One problem I have is that I don't understand all of the DSL. I think kojix2 had a similar problem via the <=> or whatever it was, and I think while it is probably super-simple to you, it may be hard for newcomers or other folks. And this is why I think a modular DSL may be a great idea. Kind of like where people can:
a) mix and combine it via traditional OOP, e. g. keep some parts in an OOP style, oldschool, but also add some glimmer-variants in the middle, before doing a "full port" or something
and
b) also very important, to slowly learn new things. I should be fine learning things slowly step by step, but to go from 0 to understanding a whole DSL suite can be very, very difficult. I know a little bit of rails but there are still many things that look very alien and confusing to me. So providing smaller "baby steps" along the way is a good idea IMO. So a fine-tuned modular DSL we can cherry-pick from would be great. But anyway, this is an aside, I may create a separate issue in a few days or so in the main glimmer repository.
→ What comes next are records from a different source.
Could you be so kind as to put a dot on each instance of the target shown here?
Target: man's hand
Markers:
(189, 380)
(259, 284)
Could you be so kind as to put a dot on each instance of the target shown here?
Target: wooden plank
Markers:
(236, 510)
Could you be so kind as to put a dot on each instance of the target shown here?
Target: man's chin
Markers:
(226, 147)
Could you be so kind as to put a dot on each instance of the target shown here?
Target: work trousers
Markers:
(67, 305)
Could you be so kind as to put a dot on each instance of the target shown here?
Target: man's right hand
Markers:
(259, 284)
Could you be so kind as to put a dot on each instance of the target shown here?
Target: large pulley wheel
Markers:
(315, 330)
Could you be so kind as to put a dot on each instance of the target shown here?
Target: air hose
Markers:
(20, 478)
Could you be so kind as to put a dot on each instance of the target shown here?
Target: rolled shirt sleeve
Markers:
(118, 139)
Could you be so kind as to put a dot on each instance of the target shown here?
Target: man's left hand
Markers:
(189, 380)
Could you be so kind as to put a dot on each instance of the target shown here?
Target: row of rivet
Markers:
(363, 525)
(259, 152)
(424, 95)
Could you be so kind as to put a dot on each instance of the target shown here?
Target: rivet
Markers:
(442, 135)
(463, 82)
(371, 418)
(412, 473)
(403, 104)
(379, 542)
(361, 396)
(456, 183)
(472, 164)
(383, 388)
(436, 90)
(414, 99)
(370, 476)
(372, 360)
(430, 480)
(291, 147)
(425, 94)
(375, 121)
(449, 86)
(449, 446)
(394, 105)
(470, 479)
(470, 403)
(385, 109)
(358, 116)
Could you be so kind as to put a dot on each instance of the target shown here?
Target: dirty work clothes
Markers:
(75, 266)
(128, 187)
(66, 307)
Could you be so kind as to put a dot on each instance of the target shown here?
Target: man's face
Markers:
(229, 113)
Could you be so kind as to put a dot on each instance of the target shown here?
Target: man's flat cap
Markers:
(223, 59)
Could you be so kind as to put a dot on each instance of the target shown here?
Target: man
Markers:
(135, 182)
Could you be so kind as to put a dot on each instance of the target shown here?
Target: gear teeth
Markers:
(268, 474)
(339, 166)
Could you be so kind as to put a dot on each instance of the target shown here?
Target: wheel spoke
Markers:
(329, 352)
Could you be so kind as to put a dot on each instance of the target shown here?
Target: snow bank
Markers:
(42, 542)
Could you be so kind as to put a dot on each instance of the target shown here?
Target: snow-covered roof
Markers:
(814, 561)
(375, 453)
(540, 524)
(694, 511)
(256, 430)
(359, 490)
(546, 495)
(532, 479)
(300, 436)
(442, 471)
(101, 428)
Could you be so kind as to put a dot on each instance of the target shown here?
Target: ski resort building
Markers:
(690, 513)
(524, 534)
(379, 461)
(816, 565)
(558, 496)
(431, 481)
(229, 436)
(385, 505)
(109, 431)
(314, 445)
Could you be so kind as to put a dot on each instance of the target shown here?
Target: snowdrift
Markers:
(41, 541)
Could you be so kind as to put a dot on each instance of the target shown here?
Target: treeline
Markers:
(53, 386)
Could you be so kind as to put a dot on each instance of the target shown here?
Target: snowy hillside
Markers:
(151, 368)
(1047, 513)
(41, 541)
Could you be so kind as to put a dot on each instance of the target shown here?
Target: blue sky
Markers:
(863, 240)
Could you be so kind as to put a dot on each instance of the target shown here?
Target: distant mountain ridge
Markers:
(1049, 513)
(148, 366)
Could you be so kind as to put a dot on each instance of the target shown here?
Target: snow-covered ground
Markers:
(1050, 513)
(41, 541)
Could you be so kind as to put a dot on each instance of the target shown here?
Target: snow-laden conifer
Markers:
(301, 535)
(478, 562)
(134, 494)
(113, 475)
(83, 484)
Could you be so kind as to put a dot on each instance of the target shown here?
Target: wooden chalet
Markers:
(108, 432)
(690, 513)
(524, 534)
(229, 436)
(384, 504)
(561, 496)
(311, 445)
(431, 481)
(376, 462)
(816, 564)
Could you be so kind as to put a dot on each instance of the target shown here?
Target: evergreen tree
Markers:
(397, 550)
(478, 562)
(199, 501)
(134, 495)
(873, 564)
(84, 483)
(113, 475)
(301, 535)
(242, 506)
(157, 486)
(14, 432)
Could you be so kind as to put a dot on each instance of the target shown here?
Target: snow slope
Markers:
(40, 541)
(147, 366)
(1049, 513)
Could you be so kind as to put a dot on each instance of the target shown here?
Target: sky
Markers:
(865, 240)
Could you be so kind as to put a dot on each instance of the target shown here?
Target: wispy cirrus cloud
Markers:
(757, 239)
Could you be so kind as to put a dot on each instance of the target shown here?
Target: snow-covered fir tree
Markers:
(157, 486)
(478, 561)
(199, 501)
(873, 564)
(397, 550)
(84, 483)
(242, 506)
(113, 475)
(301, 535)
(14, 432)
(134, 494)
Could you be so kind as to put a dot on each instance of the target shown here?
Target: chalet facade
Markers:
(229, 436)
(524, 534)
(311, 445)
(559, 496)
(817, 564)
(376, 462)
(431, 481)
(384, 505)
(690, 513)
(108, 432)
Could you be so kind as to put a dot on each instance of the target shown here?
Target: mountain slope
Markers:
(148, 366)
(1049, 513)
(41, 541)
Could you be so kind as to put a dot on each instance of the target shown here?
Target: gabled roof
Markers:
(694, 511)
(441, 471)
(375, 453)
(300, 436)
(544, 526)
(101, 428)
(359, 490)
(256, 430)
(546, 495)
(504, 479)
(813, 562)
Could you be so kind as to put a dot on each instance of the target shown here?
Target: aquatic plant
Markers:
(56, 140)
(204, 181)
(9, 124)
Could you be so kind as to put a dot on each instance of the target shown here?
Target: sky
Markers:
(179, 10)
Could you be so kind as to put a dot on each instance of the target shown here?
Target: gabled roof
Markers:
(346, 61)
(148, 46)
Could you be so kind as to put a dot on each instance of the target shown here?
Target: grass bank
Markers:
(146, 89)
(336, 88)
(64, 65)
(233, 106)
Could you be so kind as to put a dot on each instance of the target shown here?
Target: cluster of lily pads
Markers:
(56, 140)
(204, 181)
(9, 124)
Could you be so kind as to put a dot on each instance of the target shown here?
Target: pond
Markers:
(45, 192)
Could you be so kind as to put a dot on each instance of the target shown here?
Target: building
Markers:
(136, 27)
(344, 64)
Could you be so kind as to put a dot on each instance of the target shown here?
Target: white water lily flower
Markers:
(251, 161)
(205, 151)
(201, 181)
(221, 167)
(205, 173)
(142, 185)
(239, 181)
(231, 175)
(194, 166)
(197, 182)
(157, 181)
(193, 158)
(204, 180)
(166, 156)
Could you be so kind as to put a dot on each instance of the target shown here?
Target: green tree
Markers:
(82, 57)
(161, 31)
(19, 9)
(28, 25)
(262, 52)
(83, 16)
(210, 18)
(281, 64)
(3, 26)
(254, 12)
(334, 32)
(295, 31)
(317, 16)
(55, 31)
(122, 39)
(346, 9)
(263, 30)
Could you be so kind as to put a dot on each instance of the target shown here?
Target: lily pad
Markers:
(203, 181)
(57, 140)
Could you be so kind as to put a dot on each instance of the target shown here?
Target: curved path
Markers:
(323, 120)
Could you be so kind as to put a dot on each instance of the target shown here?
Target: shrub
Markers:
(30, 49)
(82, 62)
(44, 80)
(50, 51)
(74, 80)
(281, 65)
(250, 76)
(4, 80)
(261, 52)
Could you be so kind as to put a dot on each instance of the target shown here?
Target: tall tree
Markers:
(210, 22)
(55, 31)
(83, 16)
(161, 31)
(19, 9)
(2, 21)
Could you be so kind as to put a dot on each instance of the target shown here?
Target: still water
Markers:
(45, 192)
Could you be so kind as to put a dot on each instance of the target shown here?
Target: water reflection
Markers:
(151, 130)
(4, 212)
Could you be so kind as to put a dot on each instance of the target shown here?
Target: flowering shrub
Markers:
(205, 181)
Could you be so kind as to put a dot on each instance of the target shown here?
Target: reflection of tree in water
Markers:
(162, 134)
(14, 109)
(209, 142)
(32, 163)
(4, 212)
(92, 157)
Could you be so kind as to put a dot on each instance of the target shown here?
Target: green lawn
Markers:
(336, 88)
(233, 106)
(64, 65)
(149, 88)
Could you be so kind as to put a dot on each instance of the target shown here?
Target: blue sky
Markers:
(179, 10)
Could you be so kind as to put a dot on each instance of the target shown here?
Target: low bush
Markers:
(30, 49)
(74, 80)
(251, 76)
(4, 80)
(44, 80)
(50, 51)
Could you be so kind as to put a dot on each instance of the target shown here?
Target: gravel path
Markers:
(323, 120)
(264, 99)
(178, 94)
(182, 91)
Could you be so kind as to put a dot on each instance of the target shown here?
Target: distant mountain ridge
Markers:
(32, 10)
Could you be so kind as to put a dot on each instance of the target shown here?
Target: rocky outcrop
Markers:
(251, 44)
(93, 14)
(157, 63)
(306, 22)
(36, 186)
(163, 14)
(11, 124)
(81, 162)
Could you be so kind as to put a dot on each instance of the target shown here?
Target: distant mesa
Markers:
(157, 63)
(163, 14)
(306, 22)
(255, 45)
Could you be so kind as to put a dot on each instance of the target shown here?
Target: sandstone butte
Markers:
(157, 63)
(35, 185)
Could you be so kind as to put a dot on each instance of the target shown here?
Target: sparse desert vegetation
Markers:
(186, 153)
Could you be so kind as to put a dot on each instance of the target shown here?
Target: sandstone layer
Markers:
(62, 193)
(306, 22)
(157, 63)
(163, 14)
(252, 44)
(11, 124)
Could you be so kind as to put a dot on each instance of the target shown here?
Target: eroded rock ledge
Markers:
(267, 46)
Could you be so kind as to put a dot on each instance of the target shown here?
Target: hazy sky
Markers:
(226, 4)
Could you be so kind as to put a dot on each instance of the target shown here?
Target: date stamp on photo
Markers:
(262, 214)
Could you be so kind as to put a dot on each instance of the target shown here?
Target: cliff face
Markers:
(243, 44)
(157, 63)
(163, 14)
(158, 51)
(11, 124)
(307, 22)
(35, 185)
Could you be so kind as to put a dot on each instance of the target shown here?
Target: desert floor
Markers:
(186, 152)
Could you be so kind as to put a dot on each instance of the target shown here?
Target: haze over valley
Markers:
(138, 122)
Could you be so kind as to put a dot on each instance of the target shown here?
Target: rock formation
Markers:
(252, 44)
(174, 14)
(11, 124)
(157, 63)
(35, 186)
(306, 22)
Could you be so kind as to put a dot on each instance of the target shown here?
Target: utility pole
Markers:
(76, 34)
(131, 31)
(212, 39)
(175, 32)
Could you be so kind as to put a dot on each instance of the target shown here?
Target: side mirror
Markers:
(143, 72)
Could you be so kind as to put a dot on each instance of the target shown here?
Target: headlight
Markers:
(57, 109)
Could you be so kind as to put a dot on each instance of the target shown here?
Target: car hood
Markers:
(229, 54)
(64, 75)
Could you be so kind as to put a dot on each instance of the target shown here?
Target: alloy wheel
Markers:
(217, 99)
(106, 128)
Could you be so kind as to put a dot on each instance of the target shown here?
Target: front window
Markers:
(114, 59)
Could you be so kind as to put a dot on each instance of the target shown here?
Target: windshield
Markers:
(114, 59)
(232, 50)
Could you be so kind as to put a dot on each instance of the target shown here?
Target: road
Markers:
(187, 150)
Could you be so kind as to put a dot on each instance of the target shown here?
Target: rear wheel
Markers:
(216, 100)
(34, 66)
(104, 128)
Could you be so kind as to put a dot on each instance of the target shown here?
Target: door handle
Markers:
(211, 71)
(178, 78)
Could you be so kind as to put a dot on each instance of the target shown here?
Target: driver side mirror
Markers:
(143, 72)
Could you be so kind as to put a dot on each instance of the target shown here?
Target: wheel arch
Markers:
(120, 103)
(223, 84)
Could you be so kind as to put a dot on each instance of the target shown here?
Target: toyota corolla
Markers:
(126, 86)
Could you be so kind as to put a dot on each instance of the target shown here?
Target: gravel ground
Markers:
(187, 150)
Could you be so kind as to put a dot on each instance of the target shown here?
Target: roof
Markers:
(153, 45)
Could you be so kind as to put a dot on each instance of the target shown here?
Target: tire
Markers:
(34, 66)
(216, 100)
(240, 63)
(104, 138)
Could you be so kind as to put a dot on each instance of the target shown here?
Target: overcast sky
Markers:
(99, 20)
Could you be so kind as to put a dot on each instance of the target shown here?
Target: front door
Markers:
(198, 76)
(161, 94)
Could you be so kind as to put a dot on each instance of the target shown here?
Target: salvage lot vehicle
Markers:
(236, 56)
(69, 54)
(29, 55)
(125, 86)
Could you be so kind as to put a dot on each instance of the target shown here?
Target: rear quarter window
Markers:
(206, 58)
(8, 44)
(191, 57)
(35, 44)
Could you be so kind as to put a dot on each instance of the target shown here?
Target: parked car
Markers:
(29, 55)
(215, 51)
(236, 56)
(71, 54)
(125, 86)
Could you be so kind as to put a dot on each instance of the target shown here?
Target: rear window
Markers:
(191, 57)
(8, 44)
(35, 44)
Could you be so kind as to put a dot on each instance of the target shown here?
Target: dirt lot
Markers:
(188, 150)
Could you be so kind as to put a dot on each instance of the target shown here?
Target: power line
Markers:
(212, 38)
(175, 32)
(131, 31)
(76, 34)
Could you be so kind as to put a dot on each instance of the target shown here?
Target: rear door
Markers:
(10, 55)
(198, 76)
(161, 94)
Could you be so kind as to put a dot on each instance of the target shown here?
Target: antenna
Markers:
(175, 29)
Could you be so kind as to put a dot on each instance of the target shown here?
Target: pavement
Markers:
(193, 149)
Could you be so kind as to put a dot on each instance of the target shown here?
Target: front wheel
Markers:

This here is mostly just about CSS or CSS-like support, kind of providing users with an additional option how they could use glimmer to style applications. (And if this works to perhaps showcase ONE simple example with it. But this may refer to the whole glimmer suite; it is probably not worth to add it only for glimmer-gtk. It would be better to have the whole glimmer suite support it, or a subset at the least. A bit like libui does things for cross-platform support, although I would not mind platform-specific UI improvements.)